What Metaphors of a Magnifico said to me is the author has a meaning that seems to be escaping him so he leaves it to us as readers to establish our own meaning and figure out exactly “of what was he thinking?” The author also writes that “the meaning escapes” but as the author the meaning escapes him. As the chapter on Reading indicates, we as readers are entitled to our own analysis and opinions, so even though the meaning may have escaped the writer, we as readers can draw our own meaning on the poem. For example, this poem could be a metaphor for war or a metaphor for discourse. The phrase “twenty men crossing a bridge into a village” sure sounds like an invasion to me, but the following passages which ask if “twenty men are crossing twenty bridges” and so on sounds more like this might be a poem about discourse. One man could have the knowledge and experience of other men and perhaps he is going to go to the town and speak about those experiences with those inside this town. That is one interpretation of this poem, and I, as the reader, am allowed to it, but it does not make it fact.
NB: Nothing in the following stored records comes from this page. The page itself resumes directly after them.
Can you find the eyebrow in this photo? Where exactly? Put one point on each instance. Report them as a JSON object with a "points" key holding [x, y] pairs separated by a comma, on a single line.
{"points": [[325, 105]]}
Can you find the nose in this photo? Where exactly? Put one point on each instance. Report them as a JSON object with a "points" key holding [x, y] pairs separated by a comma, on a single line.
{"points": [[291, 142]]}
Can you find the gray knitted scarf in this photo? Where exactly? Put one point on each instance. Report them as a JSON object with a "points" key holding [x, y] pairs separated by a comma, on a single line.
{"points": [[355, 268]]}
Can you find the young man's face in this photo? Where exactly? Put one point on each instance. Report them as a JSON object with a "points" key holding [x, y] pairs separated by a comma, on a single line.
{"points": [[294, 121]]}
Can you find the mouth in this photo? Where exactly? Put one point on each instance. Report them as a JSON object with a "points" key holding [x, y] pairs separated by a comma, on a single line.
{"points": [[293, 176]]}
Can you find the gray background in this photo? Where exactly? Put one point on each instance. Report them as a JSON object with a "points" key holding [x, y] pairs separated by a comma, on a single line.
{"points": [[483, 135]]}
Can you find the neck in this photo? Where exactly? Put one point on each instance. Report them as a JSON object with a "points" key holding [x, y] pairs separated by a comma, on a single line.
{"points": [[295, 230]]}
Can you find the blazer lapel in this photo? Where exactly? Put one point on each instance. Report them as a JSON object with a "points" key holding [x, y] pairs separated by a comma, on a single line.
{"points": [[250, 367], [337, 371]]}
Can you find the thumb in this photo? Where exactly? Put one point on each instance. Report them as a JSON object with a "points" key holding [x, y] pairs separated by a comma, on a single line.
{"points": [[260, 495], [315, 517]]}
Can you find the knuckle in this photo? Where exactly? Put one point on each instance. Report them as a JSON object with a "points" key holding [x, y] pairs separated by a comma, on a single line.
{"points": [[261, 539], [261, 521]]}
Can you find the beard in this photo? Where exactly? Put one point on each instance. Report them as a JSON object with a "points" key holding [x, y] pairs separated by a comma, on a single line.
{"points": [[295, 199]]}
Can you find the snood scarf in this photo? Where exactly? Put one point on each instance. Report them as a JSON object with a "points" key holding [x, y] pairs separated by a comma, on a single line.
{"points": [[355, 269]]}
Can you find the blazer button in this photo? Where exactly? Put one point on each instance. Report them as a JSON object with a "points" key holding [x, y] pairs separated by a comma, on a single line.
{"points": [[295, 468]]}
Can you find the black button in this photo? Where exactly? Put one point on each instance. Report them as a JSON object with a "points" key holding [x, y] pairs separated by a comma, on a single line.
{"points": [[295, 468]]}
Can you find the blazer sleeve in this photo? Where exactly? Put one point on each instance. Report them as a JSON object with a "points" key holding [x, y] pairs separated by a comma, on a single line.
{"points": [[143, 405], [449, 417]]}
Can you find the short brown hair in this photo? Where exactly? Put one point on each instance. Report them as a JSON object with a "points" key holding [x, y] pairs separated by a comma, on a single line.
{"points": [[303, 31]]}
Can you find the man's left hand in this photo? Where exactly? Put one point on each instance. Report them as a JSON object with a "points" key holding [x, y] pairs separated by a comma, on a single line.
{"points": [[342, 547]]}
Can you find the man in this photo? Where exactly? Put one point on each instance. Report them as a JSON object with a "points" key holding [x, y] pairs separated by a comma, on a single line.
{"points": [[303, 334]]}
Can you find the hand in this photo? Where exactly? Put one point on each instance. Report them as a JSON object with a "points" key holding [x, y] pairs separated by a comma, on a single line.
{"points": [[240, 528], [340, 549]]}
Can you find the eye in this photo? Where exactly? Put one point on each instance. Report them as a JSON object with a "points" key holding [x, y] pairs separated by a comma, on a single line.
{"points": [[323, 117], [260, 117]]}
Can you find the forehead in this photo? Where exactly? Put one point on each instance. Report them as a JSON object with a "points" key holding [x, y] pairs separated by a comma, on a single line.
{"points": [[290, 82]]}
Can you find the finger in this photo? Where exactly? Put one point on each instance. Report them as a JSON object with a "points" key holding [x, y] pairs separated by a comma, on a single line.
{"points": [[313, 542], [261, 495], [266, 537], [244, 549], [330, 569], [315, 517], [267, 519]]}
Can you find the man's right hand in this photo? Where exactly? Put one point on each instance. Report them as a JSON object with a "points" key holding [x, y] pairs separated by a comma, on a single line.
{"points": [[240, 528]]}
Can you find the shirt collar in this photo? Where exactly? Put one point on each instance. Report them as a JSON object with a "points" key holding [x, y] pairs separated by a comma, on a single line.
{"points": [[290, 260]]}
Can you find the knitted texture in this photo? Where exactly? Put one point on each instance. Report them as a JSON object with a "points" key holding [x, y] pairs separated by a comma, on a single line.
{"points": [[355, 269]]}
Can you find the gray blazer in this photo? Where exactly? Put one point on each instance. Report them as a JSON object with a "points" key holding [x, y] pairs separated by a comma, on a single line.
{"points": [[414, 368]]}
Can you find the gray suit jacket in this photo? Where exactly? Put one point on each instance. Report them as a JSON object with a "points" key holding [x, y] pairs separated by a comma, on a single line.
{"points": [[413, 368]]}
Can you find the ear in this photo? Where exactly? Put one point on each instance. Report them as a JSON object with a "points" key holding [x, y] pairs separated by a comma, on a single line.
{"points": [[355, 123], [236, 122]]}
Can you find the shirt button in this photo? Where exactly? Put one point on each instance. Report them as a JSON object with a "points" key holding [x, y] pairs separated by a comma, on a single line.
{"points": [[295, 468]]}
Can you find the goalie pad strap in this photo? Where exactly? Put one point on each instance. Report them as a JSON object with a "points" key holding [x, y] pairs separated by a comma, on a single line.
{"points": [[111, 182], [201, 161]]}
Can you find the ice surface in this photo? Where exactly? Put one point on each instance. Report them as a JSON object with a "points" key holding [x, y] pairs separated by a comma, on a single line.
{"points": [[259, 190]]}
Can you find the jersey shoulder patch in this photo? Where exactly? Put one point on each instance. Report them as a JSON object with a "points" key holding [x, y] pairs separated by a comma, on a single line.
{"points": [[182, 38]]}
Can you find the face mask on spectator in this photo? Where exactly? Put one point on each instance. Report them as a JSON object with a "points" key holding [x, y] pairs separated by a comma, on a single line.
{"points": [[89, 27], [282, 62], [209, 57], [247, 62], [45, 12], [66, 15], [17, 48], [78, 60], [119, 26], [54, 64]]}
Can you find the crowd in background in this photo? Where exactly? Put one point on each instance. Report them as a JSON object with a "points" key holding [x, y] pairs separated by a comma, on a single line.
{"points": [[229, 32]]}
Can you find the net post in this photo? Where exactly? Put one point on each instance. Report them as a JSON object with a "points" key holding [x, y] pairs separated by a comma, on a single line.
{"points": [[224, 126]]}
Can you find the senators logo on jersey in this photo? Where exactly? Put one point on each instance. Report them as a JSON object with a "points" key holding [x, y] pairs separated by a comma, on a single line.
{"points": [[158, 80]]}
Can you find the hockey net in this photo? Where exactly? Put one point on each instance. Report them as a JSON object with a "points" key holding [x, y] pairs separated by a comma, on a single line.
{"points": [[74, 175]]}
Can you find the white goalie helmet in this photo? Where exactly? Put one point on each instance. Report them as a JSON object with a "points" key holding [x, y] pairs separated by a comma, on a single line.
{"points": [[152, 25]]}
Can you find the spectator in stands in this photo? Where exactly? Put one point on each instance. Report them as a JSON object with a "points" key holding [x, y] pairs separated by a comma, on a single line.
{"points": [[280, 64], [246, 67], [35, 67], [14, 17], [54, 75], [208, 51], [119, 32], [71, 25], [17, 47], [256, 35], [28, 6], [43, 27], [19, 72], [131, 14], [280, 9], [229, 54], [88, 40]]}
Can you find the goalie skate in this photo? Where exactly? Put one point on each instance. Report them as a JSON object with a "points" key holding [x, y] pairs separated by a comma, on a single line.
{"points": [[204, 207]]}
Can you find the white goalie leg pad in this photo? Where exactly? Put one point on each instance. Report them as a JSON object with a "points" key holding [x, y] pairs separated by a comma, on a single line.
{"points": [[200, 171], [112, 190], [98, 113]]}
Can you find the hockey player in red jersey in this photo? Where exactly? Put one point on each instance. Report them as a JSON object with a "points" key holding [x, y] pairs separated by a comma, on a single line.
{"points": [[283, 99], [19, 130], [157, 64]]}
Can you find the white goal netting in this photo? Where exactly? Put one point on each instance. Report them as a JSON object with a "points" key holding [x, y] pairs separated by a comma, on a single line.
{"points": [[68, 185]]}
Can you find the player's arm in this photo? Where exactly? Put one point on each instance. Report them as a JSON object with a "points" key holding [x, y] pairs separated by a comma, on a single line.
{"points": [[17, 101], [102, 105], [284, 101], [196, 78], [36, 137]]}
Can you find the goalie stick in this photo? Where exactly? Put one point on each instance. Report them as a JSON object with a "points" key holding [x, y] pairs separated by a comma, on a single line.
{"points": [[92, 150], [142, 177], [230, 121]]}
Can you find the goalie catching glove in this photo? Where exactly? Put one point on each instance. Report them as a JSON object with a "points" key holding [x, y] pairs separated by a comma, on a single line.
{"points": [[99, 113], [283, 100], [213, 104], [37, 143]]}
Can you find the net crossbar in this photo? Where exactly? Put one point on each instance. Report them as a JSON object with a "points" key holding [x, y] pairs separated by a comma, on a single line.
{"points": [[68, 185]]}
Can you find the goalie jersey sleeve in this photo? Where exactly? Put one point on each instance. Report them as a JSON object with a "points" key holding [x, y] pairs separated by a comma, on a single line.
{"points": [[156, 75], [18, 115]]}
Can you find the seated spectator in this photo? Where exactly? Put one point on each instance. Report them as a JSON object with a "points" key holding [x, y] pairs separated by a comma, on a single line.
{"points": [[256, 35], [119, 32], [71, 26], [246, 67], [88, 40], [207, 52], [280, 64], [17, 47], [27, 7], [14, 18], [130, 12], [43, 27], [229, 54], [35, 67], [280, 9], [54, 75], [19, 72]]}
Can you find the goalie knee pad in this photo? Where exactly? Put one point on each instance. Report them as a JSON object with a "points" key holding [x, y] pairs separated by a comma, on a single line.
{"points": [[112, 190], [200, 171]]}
It is just one interpretation. That is the right of all readers.
When we get down the anatomy of the poem, such as the ellipsis and the repetition, I feel it was the author’s way of placing meaning in the poem without actually writing it. When he writes “the meaning escapes” and then ends two lines with ellipsis then we are left with an unfinished through and the fragmentary image that is left in my mind is that this is a memory for the writer and he is trying to remember it long enough to write a poem about it. However, he is having difficulty. This supports the earlier theory that maybe this is a metaphor poem about war, because if it was a traumatic experience for the writer then his memory in all likelihood could be a bit distorted or missing, perhaps that was the meaning that the writer tried to leave with this poem, but once it leaves the writer’s hands it enters that of the readers and there are as many interpretations in the world as there are people. “Are twenty men crossing twenty bridges or one man crossing a single bridge?”

1 comment:

eweaston said...

This is an interesting analysis that touches on some interesting points. Nice work here.